Maybe it isn't necessary for me to understand this, but I would still like to unknot the following:
-
I gather that my BBEdit is accessing an earlier version of Python installed somewhere on my computer... So that's why my system was detecting the f-string error, just as Adam's students had experienced. But I'm unclear how to check which Python version BBEdit is accessing/define that I want to use v.3.
-
I've also tried these steps running Python in the Command Line... but I am still hitting errors including:
FileNotFoundError:andKeyError:. Really unsure what I am doing wrong here. Although it is a 'medium' difficulty lesson in terms of understanding (also beautifully written and interesting!), I feel I should be able to work through the code with my own intelligence. Alas, not today...
Basically, I think that the resolution to the Issue reported here, is to reinstate the alert box – which a reader suggested we remove and which I implemented (without enough knowledge 👎🏻 ) on 28.10.21. The alert box clearly expressed that:
the code in this tutorial was written using Python 3.6.4; the f-string construct in the line
with open(f'data/federalist_{filename}.txt') as f:, for example, requires Python 3.6 or a more recent version of the language.
--
Do you agree this is a good solution? Do you think any further explanation is needed? We could add the link to StackOverflow that Alex shared above.
The alert box sounds like a useful starting point.
@anisa-hawes can I help close this and other English-language lessons with maintenance issues? What remains to be changed in this case?
@anisa-hawes can we prioritise closing this ticket please?
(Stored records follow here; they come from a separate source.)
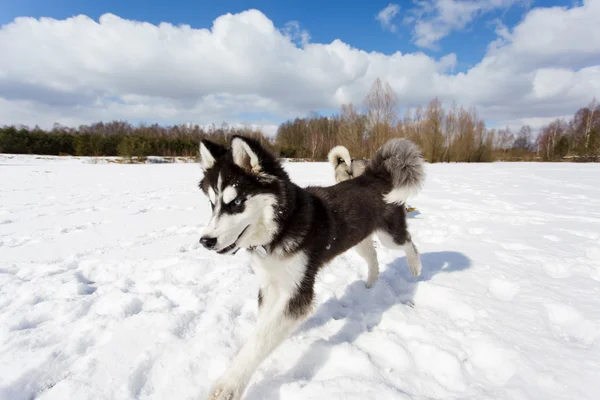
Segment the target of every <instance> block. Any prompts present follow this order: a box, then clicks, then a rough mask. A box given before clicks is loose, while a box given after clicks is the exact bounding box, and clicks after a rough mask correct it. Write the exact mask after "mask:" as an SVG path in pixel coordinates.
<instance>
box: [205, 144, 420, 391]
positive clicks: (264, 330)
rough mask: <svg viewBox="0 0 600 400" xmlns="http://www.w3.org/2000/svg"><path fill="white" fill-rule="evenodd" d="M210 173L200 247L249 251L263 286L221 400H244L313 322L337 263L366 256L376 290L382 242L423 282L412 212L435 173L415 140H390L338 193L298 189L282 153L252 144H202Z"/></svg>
mask: <svg viewBox="0 0 600 400" xmlns="http://www.w3.org/2000/svg"><path fill="white" fill-rule="evenodd" d="M200 163H201V166H202V169H203V171H204V176H203V178H202V180H201V182H200V188H201V189H202V191H203V192H204V193H205V194H206V195H207V196H208V198H209V199H210V203H211V207H212V217H211V219H210V221H209V223H208V225H207V226H206V229H205V230H204V232H203V233H202V237H201V239H200V242H201V243H202V245H203V246H204V247H206V248H207V249H209V250H213V251H215V252H217V253H219V254H234V253H235V252H237V251H238V250H239V249H240V248H244V249H247V250H248V252H249V253H250V257H251V261H252V266H253V268H254V270H255V272H256V275H257V276H258V278H259V289H258V323H257V326H256V330H255V332H254V333H253V334H252V336H251V337H250V338H249V339H248V341H247V342H246V343H245V344H244V346H243V347H242V348H241V350H240V351H239V352H238V353H237V355H236V356H235V358H234V359H233V361H232V363H231V365H230V367H229V368H228V369H227V371H226V372H225V373H224V374H223V376H222V377H221V378H220V379H219V380H218V381H217V382H216V383H215V384H214V386H213V387H212V389H211V391H210V393H209V399H211V400H237V399H240V398H241V397H242V395H243V393H244V391H245V389H246V387H247V385H248V383H249V382H250V379H251V378H252V375H253V373H254V372H255V370H256V369H257V367H258V366H259V365H260V363H261V362H262V361H263V360H264V359H265V358H266V357H267V356H268V355H269V354H270V353H271V352H272V351H273V350H274V349H275V348H276V347H277V346H278V345H279V344H280V343H282V342H283V341H284V340H285V339H286V338H287V337H288V336H289V335H290V334H291V333H292V332H293V331H294V330H295V329H296V327H298V325H299V324H300V323H301V322H302V321H304V320H305V319H306V317H307V316H308V315H309V313H310V312H311V310H312V308H313V307H312V305H313V294H314V284H315V278H316V276H317V273H318V272H319V271H320V270H321V268H322V267H323V266H324V265H326V264H327V263H328V262H329V261H331V260H332V259H333V258H334V257H336V256H338V255H340V254H342V253H344V252H345V251H347V250H349V249H351V248H354V249H356V251H357V252H358V254H359V255H360V256H362V257H363V258H364V259H365V261H366V262H367V265H368V277H367V282H366V286H367V287H371V286H373V284H375V282H376V280H377V277H378V274H379V266H378V261H377V254H376V252H375V248H374V247H373V245H372V235H373V234H377V235H378V236H379V238H380V239H381V241H382V243H383V244H384V245H385V246H388V247H392V248H401V249H403V250H404V251H405V252H406V256H407V260H408V265H409V267H410V270H411V271H412V273H413V274H414V275H419V274H420V272H421V261H420V258H419V253H418V251H417V248H416V247H415V245H414V244H413V242H412V241H411V237H410V234H409V232H408V230H407V221H406V211H405V209H404V203H405V202H406V199H407V197H408V196H410V195H411V194H413V193H415V192H417V191H418V190H420V189H421V187H422V185H423V181H424V178H425V173H424V166H423V159H422V157H421V155H420V151H419V149H418V147H417V146H416V145H415V144H414V143H412V142H410V141H409V140H407V139H392V140H390V141H389V142H387V143H386V144H385V145H383V146H382V147H381V148H380V149H379V150H378V151H377V153H376V154H375V156H374V157H373V159H372V160H371V162H370V163H369V164H368V165H367V167H366V169H365V171H364V173H363V174H361V175H360V176H358V177H356V178H354V179H350V180H347V181H344V182H340V183H337V184H336V185H334V186H330V187H315V186H312V187H310V186H309V187H306V188H301V187H299V186H297V185H296V184H294V183H293V182H292V181H291V180H290V178H289V177H288V174H287V173H286V171H285V170H284V168H283V167H282V165H281V164H280V162H279V160H278V159H277V158H276V157H275V156H274V155H273V154H272V153H270V152H269V151H268V150H267V149H266V148H264V147H263V146H262V145H261V144H260V143H259V142H258V141H256V140H254V139H251V138H246V137H242V136H234V137H233V138H232V139H231V142H230V148H226V147H224V146H222V145H219V144H216V143H214V142H211V141H208V140H202V142H201V144H200Z"/></svg>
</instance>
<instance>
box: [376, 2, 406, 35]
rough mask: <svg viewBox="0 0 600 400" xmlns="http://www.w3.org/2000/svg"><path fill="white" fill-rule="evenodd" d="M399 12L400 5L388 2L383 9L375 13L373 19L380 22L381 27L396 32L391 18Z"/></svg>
mask: <svg viewBox="0 0 600 400" xmlns="http://www.w3.org/2000/svg"><path fill="white" fill-rule="evenodd" d="M399 13H400V6H399V5H398V4H394V3H390V4H388V5H387V7H385V8H384V9H383V10H381V11H379V13H377V16H376V17H375V19H376V20H377V21H379V22H380V23H381V27H382V28H383V29H385V30H388V31H391V32H396V29H397V27H396V24H395V23H394V22H393V20H394V19H395V18H396V17H397V16H398V14H399Z"/></svg>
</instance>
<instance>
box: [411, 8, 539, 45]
mask: <svg viewBox="0 0 600 400" xmlns="http://www.w3.org/2000/svg"><path fill="white" fill-rule="evenodd" d="M515 4H525V5H527V4H529V0H419V1H417V2H416V5H417V6H416V7H415V8H413V9H411V10H410V12H409V15H408V16H407V17H406V18H405V22H406V23H407V24H409V25H413V32H412V33H413V42H414V43H415V44H416V45H417V46H419V47H423V48H428V49H434V50H435V49H437V48H438V42H439V41H440V40H441V39H443V38H445V37H446V36H448V35H449V34H450V33H452V32H453V31H460V30H463V29H465V28H466V27H467V25H468V24H469V23H470V22H471V21H473V20H474V19H475V18H476V17H477V16H481V15H483V14H486V13H489V12H492V11H495V10H500V9H507V8H509V7H511V6H513V5H515Z"/></svg>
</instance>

Remember the bug workflow if you're stuck.
Thank you, @acrymble. I'm sorry that I've left this one hanging. I will prioritise it this afternoon.
Notes from yesterday:
I don't 100% understand this, but I do think the difficulties I've encountered stem from the version of Python my system is using (which would make sense, because the original warning stated that python 3.6 or higher was needed).
I used the following commands to figure out which version of python my system was referencing, then choose the python environment I wanted to work in:
python --version (it was Python 2.7.16!)
ls -l /usr/local/bin/python*
ln -s -f /usr/local/bin/python3.10 /usr/local/bin/python

Then, I open a new terminal window, repeated
python --version
and hooray: Python 3.10.2.
After updating pip, I successfully installed nltk

and matplotlib too

But then got stuck on something which seems ridiculous: parse error near }'

After that, I (shamefully) gave up in the command line, and moved to work in Google Colab instead (with generous help from @hawc2. Thank you, Alex.).
I made three adjustments to the code.
-
Adding
, 'r'to the linewith open(f'data/federalist_{filename}.txt') as f:so that it reads:with open(f'data/federalist_{filename}.txt', 'r') as f:(as suggested previously by Jairo)
-
I was prompted in Colab to add the line
nltk.download('punkt')to followimport nltk -
I was prompted by Colab to remove the indentations which preceded the lines about token length:
federalist_by_author_length_distributions[author] = nltk.FreqDist(token_lengths) federalist_by_author_length_distributions[author].plot(15,title=author)
I think everything worked smoothly. This is the output I got:

So, if @hawc2 is in agreement, I suggest:
- [x] Implementing the three adjustments to the code (described above)
- [x] Reinstating a warning box that advises readers they need to use Python v3.6 or higher
Here is the link to the Colab Notebook I worked in.
@anisa-hawes this seems like a fine fix to me!
Excellent. Thank you, @hawc2. The PR #2851 is awaiting your review.